Using sed to add a newline on Mac OS X

As a quick note today, I have been converting parts of the Scala Cookbook from a plain text format to a Markdown format, and as part of that I needed to add some newline characters to add spacing to the document. This wouldn’t be bad if it was a few pages, but it’s hundreds of pages, so I decided to use the Unix sed command to do the work.

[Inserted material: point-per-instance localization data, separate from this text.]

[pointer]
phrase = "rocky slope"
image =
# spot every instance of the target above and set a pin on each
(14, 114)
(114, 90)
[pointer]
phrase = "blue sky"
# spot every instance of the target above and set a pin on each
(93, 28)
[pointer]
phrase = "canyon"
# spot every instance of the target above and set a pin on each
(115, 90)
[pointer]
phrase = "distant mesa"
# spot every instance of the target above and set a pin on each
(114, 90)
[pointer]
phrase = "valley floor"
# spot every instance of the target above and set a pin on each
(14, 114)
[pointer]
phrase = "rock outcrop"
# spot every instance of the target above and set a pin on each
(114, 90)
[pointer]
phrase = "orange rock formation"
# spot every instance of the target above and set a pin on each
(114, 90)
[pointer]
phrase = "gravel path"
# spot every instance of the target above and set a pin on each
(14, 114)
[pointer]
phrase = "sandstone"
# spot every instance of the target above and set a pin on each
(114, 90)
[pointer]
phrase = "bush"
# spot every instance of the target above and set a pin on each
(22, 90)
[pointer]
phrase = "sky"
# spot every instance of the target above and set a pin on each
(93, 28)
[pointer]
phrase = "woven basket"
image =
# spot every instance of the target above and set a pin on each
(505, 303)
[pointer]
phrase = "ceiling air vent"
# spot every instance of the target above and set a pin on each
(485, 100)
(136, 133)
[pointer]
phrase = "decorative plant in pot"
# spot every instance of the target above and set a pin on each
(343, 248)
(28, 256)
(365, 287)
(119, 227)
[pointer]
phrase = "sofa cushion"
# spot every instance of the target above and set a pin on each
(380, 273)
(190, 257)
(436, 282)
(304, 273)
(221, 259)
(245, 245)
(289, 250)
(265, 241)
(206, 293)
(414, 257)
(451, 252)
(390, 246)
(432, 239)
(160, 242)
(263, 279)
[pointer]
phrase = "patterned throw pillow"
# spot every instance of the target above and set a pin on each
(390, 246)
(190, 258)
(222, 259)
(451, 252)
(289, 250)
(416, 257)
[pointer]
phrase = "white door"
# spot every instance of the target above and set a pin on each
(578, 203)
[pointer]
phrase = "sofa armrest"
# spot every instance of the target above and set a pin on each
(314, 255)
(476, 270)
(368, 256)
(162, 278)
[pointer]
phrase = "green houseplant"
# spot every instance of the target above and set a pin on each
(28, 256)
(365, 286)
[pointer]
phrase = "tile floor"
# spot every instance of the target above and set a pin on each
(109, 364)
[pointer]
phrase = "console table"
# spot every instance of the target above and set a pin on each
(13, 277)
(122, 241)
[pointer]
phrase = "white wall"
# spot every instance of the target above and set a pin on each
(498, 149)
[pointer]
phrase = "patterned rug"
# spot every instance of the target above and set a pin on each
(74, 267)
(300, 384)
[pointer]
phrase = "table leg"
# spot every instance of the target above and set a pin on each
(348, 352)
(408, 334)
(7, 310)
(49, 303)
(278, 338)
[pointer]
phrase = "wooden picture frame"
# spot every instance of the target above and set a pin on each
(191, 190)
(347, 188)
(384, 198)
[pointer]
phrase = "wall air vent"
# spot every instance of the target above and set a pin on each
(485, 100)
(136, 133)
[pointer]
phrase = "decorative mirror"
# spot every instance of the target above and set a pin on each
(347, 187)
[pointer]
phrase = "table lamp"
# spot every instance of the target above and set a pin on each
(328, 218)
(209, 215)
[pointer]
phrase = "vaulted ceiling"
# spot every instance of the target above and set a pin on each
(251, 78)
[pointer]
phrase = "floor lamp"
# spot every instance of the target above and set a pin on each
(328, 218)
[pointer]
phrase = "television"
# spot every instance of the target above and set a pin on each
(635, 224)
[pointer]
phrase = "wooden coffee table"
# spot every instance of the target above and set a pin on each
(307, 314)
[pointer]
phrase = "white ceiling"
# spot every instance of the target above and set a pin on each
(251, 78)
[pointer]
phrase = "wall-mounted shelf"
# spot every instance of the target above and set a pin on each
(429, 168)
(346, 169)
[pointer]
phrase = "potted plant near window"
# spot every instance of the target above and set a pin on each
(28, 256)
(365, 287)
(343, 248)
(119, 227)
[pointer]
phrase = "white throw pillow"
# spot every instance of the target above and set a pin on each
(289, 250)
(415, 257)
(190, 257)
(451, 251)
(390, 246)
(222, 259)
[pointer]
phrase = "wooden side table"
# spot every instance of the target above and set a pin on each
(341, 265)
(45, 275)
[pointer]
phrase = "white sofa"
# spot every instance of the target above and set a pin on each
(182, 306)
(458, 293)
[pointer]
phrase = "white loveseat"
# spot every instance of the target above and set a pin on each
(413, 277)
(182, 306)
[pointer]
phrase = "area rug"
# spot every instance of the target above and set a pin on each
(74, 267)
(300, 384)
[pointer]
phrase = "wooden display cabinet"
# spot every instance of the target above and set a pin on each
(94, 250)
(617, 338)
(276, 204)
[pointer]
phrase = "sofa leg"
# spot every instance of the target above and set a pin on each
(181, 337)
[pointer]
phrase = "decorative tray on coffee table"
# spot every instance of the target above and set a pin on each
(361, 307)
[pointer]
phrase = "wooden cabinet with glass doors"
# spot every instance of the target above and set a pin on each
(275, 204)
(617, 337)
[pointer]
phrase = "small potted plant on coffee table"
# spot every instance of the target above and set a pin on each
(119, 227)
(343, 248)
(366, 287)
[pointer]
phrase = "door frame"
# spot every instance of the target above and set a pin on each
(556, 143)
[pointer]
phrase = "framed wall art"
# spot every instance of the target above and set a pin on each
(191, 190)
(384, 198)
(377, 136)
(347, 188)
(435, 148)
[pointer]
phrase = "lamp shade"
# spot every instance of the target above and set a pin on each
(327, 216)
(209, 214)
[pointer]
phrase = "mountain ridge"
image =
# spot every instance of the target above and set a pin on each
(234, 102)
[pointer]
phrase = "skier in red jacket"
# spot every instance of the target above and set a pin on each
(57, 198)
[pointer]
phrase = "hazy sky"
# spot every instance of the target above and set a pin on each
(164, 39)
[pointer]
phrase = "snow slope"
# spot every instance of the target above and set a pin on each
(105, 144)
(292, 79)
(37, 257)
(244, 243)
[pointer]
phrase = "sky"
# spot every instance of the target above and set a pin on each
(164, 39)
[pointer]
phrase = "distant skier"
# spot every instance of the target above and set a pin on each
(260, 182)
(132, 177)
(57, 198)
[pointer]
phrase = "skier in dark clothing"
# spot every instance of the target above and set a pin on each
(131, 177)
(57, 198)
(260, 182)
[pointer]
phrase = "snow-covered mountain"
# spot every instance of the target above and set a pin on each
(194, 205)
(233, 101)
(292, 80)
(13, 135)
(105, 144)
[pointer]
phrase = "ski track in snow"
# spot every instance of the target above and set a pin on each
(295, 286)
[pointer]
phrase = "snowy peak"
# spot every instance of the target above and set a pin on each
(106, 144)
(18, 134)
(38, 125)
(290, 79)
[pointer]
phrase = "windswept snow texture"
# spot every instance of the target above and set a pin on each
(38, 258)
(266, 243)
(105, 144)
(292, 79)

Note: What I gloss over in this example is that trying to use the newline character (\n) as a replacement string doesn’t work with sed on Mac OS X, at least not in Mac OS X 10.9 or 10.10.

Solution

Skipping right to the solution, this sed command did the trick of (a) converting the word “Problem” that’s on a line by itself to being a Markdown “Header 2” tag, with a newline added before and after the word “Problem”:

s/^Problem$/\
## Problem\
/

The \ characters at the end of each line let you continue the replacement text onto multiple lines, and that’s what inserts the newline characters into the sed output.

My full Mac OS X sed script

If it helps to see this in the context of the complete sed script, here’s the source code for the full script:

s/^Problem$/\
## Problem\
/

s/^Solution$/\
## Solution\
/

s/^Discussion$/\
## Discussion\
/

s/^See Also$/\
## See Also\
/

# add a newline to a trailing ':' character
s/^\(.*\)\:$/\1:\
/

# add a newline after '}' on a line by itself
s/^}$/}\
/

# add newline before 'scala>'
s/^\(scala> .*\)/\
\1/

# replace bullets
s/•/*/

If you know sed, you can see that I add several newline characters in that script.

I run this sed script on my Mac OS X system like this:

sed -f sed.cmds Chapter12.md > Ch12.txt

The result

The “Problem” line ends up converting text that looks like this:

foo
Problem
bar

to this:

foo

## Problem

bar

As shown, it adds a newline character before and after the “Problem” line.

In summary, if you wanted to see how to add a newline character to some text when using sed on Mac OS X, I hope this helps.